While robot armies are not yet taking over America's office jobs, automation has been popping up in ways that are visible to the public.
Fast food chains have, for example, been using kiosks instead of people to take orders and grocery chains have long been using cashier-free checkout as an option. Look a little deeper and you'll see factory jobs once held by people performed by actual robots and mechanical workers functioning alongside humans in Amazon fulfillment centers.
Automation and robots are becoming a reality that already has and will continue to displace human workers. Despite that, only 1 in 5 Americans expect that their jobs will become obsolete in the next 50 years, according to a 2016 Pew Research report.
Unfortunately, at least for workers hoping to avoid seeing their jobs become automated, more people should be worried. Nearly half (47%) of all jobs in the United States are at high risk of automation in the future, according to a 2013 report from Oxford researchers Carl Benedikt Frey and Michael A. Osborne.
That number may be high or it may be low. The reality is that technology exists to automate many jobs already and whether it will be implemented becomes a question of upfront cost versus long-term benefit.
Where will jobs be automated?
Fast food, led by McDonald's (NYSE:MCD) has been leading the way when it comes to automating some front-end service jobs. This is done partly to eliminate long-term labor costs, but also due to the practical concern over the current low levels of available help in some markets. In addition, a human can hear "hold the sauce" as "heavy sauce" or make some other input error on an order while that's less likely on a kiosk.
Automation will impact different areas of the country in different ways, according to a new report from Creditloan.com. The data shows that while few areas will be immune to robots and automation replacing human workers, some will be more vulnerable than others.
"Certain pockets of the nation possessed a better outlook than most, including much of the Northeast. Metropolitan areas ranging from New York to Maine had low or middling percentages of their populations susceptible to automation replacement," wrote Creditloan Founder Daniel Wesley.
The Pacific Northwest has a similar makeup, though there are some exceptions in both Washington and Oregon. The hardest hit areas will be those that have historically been hotbeds of manufacturing. These areas include Pennsylvania and Wisconsin which have already been hit hard by manufacturing job losses.
"Our findings suggest such losses could continue or intensify with ongoing automation," wrote Wesley.
What can you do?
There's no specific rules for which jobs will be automated, but anything that involves repetitive tasks, data entry, or simple interactions with the public looks vulnerable. You can argue that the McDonald's kiosk should do a better job than the human it replaces while lowering costs and maybe increasing what people order due to lack of shame.

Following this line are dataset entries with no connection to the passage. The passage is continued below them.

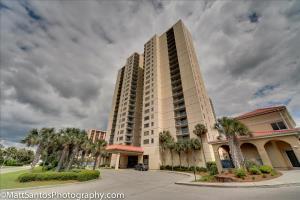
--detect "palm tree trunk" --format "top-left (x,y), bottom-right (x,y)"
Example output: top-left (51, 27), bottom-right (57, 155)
top-left (186, 151), bottom-right (190, 168)
top-left (93, 154), bottom-right (98, 170)
top-left (178, 153), bottom-right (181, 169)
top-left (199, 135), bottom-right (207, 168)
top-left (67, 146), bottom-right (79, 171)
top-left (170, 149), bottom-right (174, 171)
top-left (96, 154), bottom-right (101, 169)
top-left (30, 144), bottom-right (43, 171)
top-left (42, 150), bottom-right (48, 170)
top-left (228, 136), bottom-right (242, 168)
top-left (55, 146), bottom-right (69, 172)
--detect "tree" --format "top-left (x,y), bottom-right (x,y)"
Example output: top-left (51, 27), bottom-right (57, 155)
top-left (215, 117), bottom-right (251, 168)
top-left (56, 128), bottom-right (77, 172)
top-left (193, 124), bottom-right (207, 168)
top-left (80, 138), bottom-right (93, 166)
top-left (174, 140), bottom-right (185, 169)
top-left (159, 131), bottom-right (172, 165)
top-left (190, 138), bottom-right (202, 181)
top-left (167, 137), bottom-right (175, 171)
top-left (21, 128), bottom-right (54, 170)
top-left (67, 129), bottom-right (87, 170)
top-left (93, 139), bottom-right (107, 170)
top-left (183, 140), bottom-right (191, 168)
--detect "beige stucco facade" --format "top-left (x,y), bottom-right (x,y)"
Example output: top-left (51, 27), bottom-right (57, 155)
top-left (211, 106), bottom-right (300, 171)
top-left (107, 21), bottom-right (218, 169)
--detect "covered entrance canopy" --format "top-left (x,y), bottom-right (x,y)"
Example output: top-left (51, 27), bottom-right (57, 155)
top-left (106, 144), bottom-right (144, 169)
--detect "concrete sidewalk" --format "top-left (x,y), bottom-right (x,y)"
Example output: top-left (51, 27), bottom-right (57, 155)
top-left (0, 165), bottom-right (30, 174)
top-left (175, 170), bottom-right (300, 188)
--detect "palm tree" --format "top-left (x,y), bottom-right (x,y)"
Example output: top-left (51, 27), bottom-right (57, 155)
top-left (56, 128), bottom-right (77, 172)
top-left (174, 140), bottom-right (185, 169)
top-left (41, 128), bottom-right (57, 169)
top-left (215, 117), bottom-right (251, 168)
top-left (21, 128), bottom-right (54, 170)
top-left (93, 139), bottom-right (107, 170)
top-left (183, 140), bottom-right (191, 168)
top-left (159, 131), bottom-right (172, 165)
top-left (66, 129), bottom-right (87, 170)
top-left (167, 137), bottom-right (175, 171)
top-left (81, 138), bottom-right (93, 167)
top-left (100, 151), bottom-right (109, 164)
top-left (193, 124), bottom-right (207, 167)
top-left (190, 138), bottom-right (202, 181)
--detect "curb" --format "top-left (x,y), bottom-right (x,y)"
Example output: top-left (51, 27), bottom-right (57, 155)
top-left (0, 176), bottom-right (101, 192)
top-left (175, 182), bottom-right (300, 188)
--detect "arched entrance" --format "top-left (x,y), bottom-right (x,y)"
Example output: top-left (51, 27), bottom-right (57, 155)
top-left (264, 140), bottom-right (300, 169)
top-left (241, 143), bottom-right (263, 165)
top-left (218, 145), bottom-right (234, 169)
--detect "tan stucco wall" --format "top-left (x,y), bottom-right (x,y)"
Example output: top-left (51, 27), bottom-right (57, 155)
top-left (213, 133), bottom-right (300, 171)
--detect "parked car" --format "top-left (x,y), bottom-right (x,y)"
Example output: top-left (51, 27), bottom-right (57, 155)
top-left (134, 163), bottom-right (148, 171)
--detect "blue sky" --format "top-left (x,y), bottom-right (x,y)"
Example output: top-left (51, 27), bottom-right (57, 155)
top-left (0, 0), bottom-right (300, 144)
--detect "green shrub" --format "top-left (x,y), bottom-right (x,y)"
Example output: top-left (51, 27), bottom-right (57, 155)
top-left (18, 170), bottom-right (100, 182)
top-left (234, 168), bottom-right (247, 178)
top-left (200, 175), bottom-right (215, 182)
top-left (248, 166), bottom-right (261, 175)
top-left (259, 165), bottom-right (273, 174)
top-left (196, 167), bottom-right (207, 172)
top-left (77, 170), bottom-right (100, 181)
top-left (4, 159), bottom-right (22, 166)
top-left (206, 162), bottom-right (218, 175)
top-left (244, 160), bottom-right (258, 171)
top-left (271, 169), bottom-right (278, 176)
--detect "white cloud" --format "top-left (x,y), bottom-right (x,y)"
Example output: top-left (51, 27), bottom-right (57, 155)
top-left (0, 1), bottom-right (300, 144)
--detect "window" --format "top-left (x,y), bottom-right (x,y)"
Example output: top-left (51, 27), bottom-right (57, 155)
top-left (271, 121), bottom-right (287, 130)
top-left (144, 139), bottom-right (149, 144)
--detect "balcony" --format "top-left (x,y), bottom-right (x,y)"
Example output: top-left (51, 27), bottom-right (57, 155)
top-left (176, 130), bottom-right (189, 136)
top-left (173, 90), bottom-right (183, 97)
top-left (173, 96), bottom-right (184, 104)
top-left (175, 112), bottom-right (186, 119)
top-left (174, 104), bottom-right (185, 110)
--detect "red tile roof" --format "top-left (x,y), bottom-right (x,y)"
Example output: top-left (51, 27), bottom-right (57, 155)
top-left (106, 144), bottom-right (144, 153)
top-left (252, 128), bottom-right (300, 136)
top-left (235, 106), bottom-right (286, 119)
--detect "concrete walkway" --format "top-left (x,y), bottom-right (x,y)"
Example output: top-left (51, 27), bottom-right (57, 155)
top-left (0, 165), bottom-right (30, 174)
top-left (176, 170), bottom-right (300, 188)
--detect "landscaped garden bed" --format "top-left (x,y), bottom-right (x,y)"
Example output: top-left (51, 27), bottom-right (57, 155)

Factory workers have perhaps already suffered more than any other field when it comes to automation. What's clear is that just because a job can be automated does not mean it will be. For many companies, the decision comes down to its ability to hire quality workers at a reasonable price versus the up-front expense of automation. When the delta between the two tips toward automating, many companies will.
As a worker, avoiding being replaced by a robot involves gaining skills that are not easily duplicated. In an extreme example, surgeons, therapists, and school teachers are among the least-likely jobs to be automated.
"Among professions dominated by either men or women, however, the roles most immune to automation required extensive education or specialized training," wrote Wesley. "While advanced degrees aren't the only path to big earnings, they may be the best guard against becoming obsolete."
Education has long been a pathway to better jobs, but in this case even well-trained workers may need to further their skills. That's especially true for areas like machine operators that require a high-level of training, but are also likely to be automated.